2-20.【ケルクキカ】傾国姫/【マファク】法となる者/【レインステア】堤となる者
泥のケルクキカ、敵国フォルクトを傾けた姫、傾国姫と呼ばれた。
……あまり嬉しいものではなかった。それは騙された結果の、愚行の末に付いた名だったから。どうにも、莫迦にされているように感じてしまう。
我らがウイアーン。我らが領土。我らが臣民。
それらのどれをとっても、大切で維持していけなければならないものだ。どれだって害されたくはない。

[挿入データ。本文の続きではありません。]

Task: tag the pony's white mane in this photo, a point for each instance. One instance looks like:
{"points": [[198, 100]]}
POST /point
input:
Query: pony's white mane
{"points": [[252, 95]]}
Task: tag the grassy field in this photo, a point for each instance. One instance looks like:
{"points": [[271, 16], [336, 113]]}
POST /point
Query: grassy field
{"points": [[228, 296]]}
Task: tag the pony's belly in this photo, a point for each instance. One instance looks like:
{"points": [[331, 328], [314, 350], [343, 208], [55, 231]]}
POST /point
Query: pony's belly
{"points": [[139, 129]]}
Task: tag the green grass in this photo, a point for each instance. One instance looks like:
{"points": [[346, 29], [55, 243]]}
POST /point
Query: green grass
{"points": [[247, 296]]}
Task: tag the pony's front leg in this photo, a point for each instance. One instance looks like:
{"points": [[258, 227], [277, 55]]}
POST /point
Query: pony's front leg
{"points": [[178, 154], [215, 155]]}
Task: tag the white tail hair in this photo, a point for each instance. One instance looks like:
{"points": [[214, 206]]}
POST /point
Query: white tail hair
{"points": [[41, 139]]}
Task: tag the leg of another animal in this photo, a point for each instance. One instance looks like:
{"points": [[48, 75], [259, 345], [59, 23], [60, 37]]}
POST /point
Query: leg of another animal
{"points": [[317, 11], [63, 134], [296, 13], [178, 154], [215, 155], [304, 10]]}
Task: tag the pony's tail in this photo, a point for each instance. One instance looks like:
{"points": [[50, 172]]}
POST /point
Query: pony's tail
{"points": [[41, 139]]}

私は生まれ育ったこの国が好きなんだから。
でも、たまに。
好きな果実を齧ってみたら種を思いっきり噛んでしまったみたいに。香り高く感じた果実を齧ってみたら酸っぱく腐っていたりするように。
イヤな企みに引っかかってしまうこともあるのだ。
13年前。まだ若き私。
誰よりも優れた者であると思い上がり、自分の判断は間違っていないという過信に満ち溢れていた頃のことだ。
いつもなら小競り合い程度の対フォルクト王国の前線。そこで大規模な軍事行動があるとの情報。国を脅かす外敵の情報。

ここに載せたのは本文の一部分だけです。